Es magia lo que despierta el conjuro de esas letras yuxtapuestas que forman palabras y frases y crean la ilación de ideas en pos de un tiempo extraviado en los laberintos de la memoria y, sin embargo, bullente en su interior como lava, sujeta a duras penas dentro de un volcán a punto de entrar en erupción. Fuego y fuerza contenidos ante la incapacidad de liberar con rapidez la urgencia de ese mundo de todos los días, escamoteado en el resplandor de la familia, los hijos, los compromisos, las actividades laborales; es la fisonomía que adopta lo cotidiano cuando se desprende para perderse en el remoto cielo al que van las pandorgas cuando se sueltan del hilo que las sujeta a la tierra.
Como me gusta escribir, cuando cabe la oportunidad escribo, pero sin método, en hojas sueltas que con frecuencia muchas de ellas pierdo; en tiras separadas del borde de los diarios, en cuadernos viejos, en la agenda que me acompaña a veces. Anoto frases, una palabra, pensamientos enteros y complejos que después quedan olvidados en las hojas del cuaderno viejo, en la agenda, en el pedazo de papel, en aguarde de que vuelva a interesarme en ellos. Con frecuencia estos recursos precarios a los que recurro, desaparecen, se pierden en el trajín del día y no resta nada, porque no hay nada más fácil que olvidar esas ideas surgidas al acaso y desaparecen casi al instante de realizada la acotación.
En oportunidades, al volver a revisar tales apuntes, ni siquiera entiendo mi letra porque los hice con la mano temblorosa debido al traqueteo del ómnibus en el cual viajo o en una breve pausa, cuando camino por la calle yendo a algún lado, sorbido por la urgencia de escribir que conocen bien los que se dedican a este oficio, como algo que ahoga cualquier cosa ajena a su exigencia. Entonces lleno el papel con garabatos, las más de las veces sin valor, en la loca explosión de un médium que raya, en las hojas que le ponen delante, los mensajes provenientes del más allá, dicen.
9
ESTANQUE DE RECUERDOS
César ve a su madre enclavada en medio de un paisaje amable que, tras de ella, como el fondo de una tela pintada, muestra un bosque indeciso, difuminado en el verde de la vegetación desleída y marrón destacado de los troncos. Lo saluda con una sonrisa y con la mano en alto hace el gesto de invitarlo a aproximarse a ella. No hay posibilidad de confusión, es doña Fany, su mamá, como la recuerda de los buenos tiempos —¿buenos tiempos?—, como la recuerda cuando quiere borrar de su mente los dolorosos seis años de locura e invalidez que soportaron ella y su padre, esos días en que todas las fuerzas del infierno se confabularon para adueñarse de las horas, los días, los meses, los años. Esa inmunda presencia de orín y dolor encerrados en la pieza grande, allí la mantuvo Vidal, en esa cámara de terror y miseria, culminación del proceso de insania donde ambos purgan sus penas en el dolor físico y el mental, donde no existe piedad, donde se perdieron por completo los límites que separan al torturador del torturado, a la víctima del victimario para confundirlos en una sola llaga supurante de espanto.

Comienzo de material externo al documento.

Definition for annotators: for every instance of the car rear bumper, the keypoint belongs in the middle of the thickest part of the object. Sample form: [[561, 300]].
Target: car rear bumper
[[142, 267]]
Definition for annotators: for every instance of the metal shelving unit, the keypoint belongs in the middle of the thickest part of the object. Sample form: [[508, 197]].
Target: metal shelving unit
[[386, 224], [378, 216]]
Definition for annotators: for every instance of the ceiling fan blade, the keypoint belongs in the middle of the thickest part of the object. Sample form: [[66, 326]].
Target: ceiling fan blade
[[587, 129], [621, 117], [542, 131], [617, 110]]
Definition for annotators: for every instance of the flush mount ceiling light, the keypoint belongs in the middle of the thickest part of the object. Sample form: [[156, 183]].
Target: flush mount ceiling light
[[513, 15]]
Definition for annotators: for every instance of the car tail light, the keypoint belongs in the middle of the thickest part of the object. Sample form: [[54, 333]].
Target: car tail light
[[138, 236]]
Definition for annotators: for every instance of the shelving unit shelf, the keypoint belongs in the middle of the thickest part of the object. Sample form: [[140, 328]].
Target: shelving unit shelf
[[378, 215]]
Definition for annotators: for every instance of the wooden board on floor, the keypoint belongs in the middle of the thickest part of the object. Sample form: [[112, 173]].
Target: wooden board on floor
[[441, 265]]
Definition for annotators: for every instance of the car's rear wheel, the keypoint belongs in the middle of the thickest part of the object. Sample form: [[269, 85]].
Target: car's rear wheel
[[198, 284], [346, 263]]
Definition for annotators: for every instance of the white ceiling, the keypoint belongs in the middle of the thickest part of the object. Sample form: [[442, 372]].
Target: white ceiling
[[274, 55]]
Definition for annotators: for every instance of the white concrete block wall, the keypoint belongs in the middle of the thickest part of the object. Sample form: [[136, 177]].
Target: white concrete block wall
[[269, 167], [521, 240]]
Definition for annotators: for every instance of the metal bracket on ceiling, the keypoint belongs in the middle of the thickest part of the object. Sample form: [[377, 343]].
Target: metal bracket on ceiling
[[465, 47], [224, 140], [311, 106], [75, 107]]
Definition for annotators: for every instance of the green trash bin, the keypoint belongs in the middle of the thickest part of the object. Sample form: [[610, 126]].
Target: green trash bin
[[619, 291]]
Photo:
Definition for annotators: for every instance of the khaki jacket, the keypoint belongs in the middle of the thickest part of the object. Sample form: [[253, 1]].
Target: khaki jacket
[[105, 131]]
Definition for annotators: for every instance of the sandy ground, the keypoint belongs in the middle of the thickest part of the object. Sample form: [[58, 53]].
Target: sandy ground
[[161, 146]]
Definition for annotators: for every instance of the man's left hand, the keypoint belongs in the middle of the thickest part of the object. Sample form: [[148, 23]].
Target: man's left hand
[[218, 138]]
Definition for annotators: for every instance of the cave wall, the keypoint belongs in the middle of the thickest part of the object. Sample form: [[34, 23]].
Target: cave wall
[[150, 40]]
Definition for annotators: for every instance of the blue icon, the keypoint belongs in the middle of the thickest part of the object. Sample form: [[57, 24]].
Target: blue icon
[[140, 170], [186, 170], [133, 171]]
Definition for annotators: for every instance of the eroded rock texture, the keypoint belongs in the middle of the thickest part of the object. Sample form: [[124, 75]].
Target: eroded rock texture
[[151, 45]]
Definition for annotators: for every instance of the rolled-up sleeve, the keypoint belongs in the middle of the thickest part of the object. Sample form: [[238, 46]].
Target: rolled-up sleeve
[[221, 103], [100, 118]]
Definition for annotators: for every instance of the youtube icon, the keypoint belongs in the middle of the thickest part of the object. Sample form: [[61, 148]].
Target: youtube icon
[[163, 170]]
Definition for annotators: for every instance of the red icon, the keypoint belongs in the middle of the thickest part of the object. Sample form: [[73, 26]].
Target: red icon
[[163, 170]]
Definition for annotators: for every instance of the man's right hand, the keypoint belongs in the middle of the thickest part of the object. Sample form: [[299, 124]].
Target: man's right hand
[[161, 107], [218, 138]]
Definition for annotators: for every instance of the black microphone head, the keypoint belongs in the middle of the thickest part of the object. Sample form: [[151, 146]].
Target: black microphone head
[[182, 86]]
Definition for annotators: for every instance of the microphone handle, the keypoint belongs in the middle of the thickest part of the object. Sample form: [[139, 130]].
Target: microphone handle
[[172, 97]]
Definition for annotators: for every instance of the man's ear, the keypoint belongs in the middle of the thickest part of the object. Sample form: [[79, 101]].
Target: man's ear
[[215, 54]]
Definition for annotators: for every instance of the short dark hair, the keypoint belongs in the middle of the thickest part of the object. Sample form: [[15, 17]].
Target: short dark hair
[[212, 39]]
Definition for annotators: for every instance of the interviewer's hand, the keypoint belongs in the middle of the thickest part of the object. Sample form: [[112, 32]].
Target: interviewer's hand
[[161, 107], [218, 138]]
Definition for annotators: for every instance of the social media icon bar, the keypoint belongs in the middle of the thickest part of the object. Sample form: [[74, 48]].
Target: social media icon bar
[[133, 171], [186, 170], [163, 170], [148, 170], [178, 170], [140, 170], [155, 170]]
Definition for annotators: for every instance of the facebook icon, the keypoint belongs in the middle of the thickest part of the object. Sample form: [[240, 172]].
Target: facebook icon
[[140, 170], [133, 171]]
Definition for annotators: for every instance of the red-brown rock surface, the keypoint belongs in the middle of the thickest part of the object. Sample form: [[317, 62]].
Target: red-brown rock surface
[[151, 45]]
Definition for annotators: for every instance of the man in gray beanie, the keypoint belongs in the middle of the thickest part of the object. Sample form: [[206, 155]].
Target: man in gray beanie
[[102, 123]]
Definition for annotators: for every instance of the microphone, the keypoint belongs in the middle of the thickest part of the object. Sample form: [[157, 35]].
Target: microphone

Parece feliz, calma, con el cabello recogido en el gran rodete que le gustaba utilizar y por mucho tiempo fue su característica, su personalidad. ¿Qué resta de ella? Muchos años desde que murió. Muchos años desde que comenzó a acusarse de ser parte del miserable final de su mamá y la soledad amarga en que cayó después su padre. Por su culpa, se dijo una vez más César, antes de despertar agitado en medio de la noche. Un sueño. Eso es lo que resta.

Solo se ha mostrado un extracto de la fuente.